OnsenUIはアシアル株式会社が開発しているハイブリッドアプリ向けのオープンソースUIフレームワークです。OnsenUI Version 1ではiOSのフラットUIがベースのデザインとなっていましたが、現在開発中のVersion 2ではAndroidのマテリアルデザインも採用されています。OnsenUI V2を導入すると、UserAgentに応じてデザインを自動的に切り替えてくれるため、iOSとAndroidの両プラットフォームの標準デザインのアプリを提供することができるようになります。

OnsenUIにはTutorial用サイトが用意されており、ここからテンプレートを選択してCordovaプロジェクトとしてダウンロードすることができます。OnsenUIはAngularJS 1をベースとして開発されてきましたが、V2ではReact.JSをベースとしたコンポーネントも開発されています。また、AngurarJS 2にも対応する予定だそうです。

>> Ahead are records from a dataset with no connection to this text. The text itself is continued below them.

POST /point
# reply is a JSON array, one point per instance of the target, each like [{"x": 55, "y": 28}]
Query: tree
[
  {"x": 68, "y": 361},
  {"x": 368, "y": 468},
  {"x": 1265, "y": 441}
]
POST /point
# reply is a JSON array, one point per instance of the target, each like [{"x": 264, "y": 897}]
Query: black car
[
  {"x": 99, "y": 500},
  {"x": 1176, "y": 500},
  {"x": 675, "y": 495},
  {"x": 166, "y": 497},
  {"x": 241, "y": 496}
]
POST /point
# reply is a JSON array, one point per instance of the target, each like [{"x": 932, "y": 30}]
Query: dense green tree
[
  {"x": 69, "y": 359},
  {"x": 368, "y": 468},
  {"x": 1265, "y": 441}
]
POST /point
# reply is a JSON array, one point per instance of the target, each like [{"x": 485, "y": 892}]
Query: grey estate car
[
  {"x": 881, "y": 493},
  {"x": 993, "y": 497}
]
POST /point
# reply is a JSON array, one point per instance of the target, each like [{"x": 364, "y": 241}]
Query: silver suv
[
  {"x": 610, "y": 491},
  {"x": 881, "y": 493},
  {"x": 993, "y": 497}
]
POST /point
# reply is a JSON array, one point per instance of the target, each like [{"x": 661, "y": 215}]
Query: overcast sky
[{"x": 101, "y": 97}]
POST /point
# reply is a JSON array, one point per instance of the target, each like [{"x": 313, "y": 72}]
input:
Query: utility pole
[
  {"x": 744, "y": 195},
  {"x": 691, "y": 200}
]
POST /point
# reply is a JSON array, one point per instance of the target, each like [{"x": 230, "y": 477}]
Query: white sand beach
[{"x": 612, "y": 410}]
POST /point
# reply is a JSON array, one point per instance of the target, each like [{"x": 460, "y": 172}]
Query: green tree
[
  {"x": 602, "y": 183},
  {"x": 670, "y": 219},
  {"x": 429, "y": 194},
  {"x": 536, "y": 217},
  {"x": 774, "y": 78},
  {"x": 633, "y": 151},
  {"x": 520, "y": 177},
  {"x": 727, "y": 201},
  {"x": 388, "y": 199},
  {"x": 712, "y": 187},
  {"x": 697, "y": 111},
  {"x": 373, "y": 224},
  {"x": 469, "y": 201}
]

TutorialではベースをjQueryかAngularかReactから選択してダウンロードすることができますので、お好みのものを選択してください。

OnsenUI TutorialでCordovaプロジェクトをダウンロード
OnsenUI TutorialでCordovaプロジェクトをダウンロード

ここでダウンロードしたZIPファイルを解凍してVisual Studio2015にインポートすると、そのままビルド可能なCordovaプロジェクトを構築することができます。20160527-4_devenv

あとはビルドボタンを押すだけでWebブラウザ上でデバッグができてしまいます。20160526-6_chrome

これだけで簡単にハイブリッドアプリ開発のベースとなるCordovaプロジェクトを構築できました。Android SDKがインストールされていれば、Androidエミュレータや実機上にもビルドしてデバッグすることもできますので、実装段階に応じて使い分けるとよいかと思います。

まとめ

OnsenUIのテンプレートからCordovaプロジェクトをダウンロードし、Visual Studio 2015にインポートしてビルドする手順についてまとめました。

ハイブリッドアプリは、開発環境さえ整えばネイティブアプリを個別に実装よりも圧倒的な効率で実装・ビルド・リリースをすることができます。ぜひ活用してみてください。